Mengutip Kompas.com, Humas PN Jaksel Suharno pun mengatakan bahwa permohonan PK ini memang tidak diterima karena tidak memenuhi syarat formil yang tertuang dalam Surat Edaran MA. "Berkas perkaranya tidak dilanjutkan ke Mahkamah Agung," katanya Rabu (29/7).
Pakar hukum pidana Universitas Trisakti, Abdul Fickar mengatakan bahwa kehadiran pemohon dalam sidang PK merupakan syarat yang diatur dalam Kitab Undang-Undang Hukum Pidana (KUHP). Dalam Pasal 265 ayat 1 KUHP disebutkan pemohon dan jaksa ikut hadir dan menyampaikan pendapatnya di persidangan.
"Mestinya (PK) digugurkan karena syarat dalam KUHP itu Pasal 265 dia (Joko Tjandra) harus hadir," kata Fickar kepada Katadata.co.id, Rabu (15/7).

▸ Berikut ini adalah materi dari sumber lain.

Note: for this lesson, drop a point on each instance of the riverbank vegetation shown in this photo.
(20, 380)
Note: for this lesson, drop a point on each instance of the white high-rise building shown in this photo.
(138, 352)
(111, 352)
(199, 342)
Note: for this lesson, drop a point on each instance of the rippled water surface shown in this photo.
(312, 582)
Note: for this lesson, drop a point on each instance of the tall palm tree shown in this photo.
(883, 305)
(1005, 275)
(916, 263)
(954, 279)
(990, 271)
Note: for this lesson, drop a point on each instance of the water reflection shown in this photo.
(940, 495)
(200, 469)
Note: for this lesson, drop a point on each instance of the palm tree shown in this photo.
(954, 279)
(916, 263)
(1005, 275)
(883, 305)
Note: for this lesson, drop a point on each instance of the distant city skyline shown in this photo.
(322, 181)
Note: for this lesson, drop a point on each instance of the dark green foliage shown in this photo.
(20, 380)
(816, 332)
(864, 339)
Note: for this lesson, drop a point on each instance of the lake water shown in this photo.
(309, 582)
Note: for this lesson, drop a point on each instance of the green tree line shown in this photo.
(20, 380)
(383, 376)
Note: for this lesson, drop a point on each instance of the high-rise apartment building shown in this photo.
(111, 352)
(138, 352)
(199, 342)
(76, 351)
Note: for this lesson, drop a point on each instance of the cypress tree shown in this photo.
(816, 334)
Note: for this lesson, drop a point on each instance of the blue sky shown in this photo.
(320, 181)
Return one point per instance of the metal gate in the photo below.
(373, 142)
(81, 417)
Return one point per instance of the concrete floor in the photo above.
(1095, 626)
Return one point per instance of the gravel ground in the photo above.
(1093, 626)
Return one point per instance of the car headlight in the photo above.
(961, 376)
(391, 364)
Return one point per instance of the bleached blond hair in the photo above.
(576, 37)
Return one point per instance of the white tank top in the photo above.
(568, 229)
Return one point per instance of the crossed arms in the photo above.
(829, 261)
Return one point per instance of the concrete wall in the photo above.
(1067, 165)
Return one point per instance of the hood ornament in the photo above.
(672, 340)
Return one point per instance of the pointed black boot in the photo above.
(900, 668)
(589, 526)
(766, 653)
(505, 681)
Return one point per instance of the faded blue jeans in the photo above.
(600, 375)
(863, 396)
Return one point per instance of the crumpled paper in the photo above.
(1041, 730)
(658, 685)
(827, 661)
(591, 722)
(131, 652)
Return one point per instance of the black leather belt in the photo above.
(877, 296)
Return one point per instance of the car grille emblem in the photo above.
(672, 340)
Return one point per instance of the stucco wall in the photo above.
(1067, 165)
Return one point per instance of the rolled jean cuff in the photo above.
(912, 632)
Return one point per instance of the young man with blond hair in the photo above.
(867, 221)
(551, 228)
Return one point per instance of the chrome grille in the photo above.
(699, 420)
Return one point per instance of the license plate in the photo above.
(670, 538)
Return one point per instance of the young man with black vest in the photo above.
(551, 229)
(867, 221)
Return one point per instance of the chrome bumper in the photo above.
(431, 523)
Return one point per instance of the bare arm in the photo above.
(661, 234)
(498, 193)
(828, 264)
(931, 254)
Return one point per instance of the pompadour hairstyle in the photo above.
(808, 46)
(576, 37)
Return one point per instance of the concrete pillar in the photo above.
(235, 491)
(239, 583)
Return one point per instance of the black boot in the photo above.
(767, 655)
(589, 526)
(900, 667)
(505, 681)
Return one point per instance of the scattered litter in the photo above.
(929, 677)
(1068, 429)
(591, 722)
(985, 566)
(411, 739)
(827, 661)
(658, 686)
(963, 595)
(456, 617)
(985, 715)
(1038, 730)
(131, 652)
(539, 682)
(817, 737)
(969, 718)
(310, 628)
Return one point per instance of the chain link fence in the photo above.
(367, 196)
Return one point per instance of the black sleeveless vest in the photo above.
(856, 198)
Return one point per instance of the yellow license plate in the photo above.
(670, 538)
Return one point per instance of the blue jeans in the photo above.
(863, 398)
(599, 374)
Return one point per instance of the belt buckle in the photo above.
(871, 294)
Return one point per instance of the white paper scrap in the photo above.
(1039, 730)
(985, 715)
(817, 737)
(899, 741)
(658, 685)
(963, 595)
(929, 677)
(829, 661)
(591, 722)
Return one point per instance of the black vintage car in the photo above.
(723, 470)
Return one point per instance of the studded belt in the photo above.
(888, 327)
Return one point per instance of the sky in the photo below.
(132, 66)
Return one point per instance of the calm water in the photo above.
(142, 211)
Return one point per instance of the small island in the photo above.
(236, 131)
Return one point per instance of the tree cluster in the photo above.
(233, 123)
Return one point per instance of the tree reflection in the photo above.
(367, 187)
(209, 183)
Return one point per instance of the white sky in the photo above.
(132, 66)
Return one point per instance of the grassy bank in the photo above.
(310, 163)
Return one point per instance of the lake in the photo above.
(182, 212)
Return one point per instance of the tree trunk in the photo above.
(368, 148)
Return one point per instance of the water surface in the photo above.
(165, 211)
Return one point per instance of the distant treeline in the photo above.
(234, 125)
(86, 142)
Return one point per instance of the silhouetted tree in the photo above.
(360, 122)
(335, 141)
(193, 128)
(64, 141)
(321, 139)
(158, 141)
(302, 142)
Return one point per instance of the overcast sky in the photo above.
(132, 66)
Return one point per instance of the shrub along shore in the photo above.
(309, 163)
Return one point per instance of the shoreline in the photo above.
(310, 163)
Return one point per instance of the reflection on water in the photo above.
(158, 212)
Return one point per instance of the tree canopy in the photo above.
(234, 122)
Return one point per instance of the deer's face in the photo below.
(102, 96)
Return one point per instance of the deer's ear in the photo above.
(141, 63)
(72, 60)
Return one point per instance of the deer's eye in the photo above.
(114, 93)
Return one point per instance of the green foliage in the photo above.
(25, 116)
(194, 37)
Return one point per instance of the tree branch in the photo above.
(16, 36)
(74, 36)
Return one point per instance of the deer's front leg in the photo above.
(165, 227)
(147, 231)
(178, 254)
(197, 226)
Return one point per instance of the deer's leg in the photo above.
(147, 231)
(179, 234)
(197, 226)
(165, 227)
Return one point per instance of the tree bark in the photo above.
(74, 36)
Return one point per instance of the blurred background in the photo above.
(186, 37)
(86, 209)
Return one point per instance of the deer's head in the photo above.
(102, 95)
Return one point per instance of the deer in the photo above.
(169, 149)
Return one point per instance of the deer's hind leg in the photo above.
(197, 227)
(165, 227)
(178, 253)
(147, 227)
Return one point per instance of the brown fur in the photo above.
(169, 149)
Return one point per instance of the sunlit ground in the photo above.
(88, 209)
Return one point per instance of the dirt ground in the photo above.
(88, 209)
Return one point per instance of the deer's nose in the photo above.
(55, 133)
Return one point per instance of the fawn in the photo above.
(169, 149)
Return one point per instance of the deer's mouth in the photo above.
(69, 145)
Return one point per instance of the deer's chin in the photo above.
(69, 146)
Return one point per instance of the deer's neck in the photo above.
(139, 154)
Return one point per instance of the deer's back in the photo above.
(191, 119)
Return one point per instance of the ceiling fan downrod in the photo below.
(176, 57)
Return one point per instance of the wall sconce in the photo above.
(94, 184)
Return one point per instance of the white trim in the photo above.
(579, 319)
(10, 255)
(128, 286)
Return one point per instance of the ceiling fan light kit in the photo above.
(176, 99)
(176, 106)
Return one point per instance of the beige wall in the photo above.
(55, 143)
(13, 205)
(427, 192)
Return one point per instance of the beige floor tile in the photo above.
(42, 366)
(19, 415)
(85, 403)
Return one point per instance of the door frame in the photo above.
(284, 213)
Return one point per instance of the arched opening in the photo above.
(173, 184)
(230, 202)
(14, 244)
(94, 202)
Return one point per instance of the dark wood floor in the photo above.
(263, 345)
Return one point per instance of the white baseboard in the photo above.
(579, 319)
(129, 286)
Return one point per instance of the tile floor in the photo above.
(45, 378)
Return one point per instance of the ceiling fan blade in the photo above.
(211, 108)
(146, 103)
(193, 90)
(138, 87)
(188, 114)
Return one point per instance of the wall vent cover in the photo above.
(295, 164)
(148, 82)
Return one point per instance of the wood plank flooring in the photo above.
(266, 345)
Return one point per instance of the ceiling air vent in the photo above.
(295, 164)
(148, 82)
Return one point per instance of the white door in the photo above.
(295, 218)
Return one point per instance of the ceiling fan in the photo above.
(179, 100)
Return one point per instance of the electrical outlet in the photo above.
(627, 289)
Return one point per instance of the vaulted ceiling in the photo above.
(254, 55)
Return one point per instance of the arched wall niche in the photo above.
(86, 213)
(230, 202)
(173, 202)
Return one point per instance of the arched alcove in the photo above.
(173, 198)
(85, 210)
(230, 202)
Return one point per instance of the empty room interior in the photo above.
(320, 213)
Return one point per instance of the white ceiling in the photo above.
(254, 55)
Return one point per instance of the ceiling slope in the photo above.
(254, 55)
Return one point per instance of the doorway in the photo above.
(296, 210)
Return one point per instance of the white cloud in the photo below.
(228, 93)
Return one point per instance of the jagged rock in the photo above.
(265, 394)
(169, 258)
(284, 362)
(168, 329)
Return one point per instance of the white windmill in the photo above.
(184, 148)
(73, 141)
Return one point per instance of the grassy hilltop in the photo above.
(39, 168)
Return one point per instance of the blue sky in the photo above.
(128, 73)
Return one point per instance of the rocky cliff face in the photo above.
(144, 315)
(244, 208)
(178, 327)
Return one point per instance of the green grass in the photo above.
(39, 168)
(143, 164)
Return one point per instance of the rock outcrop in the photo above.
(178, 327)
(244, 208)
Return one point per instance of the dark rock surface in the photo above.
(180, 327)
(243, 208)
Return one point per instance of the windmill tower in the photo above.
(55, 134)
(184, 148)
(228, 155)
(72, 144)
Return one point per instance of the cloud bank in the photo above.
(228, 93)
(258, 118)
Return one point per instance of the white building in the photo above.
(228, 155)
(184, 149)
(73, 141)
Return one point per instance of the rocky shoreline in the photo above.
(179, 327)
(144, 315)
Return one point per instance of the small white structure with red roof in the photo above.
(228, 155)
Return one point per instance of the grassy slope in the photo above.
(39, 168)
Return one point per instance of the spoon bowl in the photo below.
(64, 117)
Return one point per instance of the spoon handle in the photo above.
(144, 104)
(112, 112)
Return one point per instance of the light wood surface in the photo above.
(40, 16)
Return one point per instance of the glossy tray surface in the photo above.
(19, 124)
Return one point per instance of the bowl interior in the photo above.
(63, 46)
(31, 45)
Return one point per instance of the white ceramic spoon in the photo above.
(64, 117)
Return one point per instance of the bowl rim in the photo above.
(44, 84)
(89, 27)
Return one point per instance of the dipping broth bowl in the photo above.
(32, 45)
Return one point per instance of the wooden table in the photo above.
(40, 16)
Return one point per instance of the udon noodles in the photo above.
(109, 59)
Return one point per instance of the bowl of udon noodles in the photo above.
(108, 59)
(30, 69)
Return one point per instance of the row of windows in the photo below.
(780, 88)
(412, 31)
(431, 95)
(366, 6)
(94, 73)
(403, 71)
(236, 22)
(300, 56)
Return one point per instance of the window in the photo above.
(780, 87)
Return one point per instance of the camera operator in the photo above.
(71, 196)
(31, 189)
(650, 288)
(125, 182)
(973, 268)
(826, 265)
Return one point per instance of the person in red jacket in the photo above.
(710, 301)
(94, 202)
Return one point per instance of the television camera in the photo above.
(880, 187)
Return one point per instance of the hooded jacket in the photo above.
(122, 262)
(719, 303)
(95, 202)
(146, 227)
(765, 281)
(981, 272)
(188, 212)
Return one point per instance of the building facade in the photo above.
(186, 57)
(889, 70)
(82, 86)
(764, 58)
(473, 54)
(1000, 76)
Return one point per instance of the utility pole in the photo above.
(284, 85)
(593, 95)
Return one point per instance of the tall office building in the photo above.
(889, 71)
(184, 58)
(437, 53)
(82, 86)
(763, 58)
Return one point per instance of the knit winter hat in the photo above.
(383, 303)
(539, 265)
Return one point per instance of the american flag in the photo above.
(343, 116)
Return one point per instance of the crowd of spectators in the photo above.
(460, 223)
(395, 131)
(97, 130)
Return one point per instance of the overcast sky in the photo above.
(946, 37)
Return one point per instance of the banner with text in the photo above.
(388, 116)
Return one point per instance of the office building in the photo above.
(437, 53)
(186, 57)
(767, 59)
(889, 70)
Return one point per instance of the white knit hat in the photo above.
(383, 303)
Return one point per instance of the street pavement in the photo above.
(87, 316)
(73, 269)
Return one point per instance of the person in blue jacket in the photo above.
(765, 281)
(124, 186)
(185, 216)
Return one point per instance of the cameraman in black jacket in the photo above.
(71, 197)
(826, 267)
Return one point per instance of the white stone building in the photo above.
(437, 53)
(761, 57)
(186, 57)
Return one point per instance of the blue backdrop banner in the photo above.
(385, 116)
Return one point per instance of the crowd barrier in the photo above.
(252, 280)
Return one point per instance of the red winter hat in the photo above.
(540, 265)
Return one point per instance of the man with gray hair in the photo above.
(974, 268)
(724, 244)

Sebelumnya, PN Jaksel sudah menggelar sidang PK Joko Tjandra sebanyak empat kali, namun selalu ditunda karena ketidakhadiran pemohon. Akhirnya, pada Kamis 30 Juli 2020, Joko Tjandra pun berhasil ditangkap di Malaysia dan langsung diterbangkan kembali ke Tanah Air melalui Bandara Halim Perdanakusuma.
Joko Tjandra terjerat kasus korupsi pengalihan hak tagih Bank Bali yang terjadi pada 1999. Pengadilan Negeri Jakarta Selatan sempat memvonis bebas dari segala tuntutan pada Oktober 2008.
Kejaksaan kemudian mengajukan Peninjauan Kembali (PK) setelah kalah di PN Jakarta Selatan. Pada Juni 2009, kejaksaan memenangkan PK dan Joko Tjandra kembali divonis bersalah dengan tuntutan dua tahun hukuman penjara dan denda Rp 15 juta.
Selain itu, Joko diminta mengembalikan hasil kejahatan senilai Rp 546 miliar pada negara. Sebelum hukuman tersebut dieksekusi, Joko kabur ke Papua Nugini dan diduga pindah kewarganegaraan.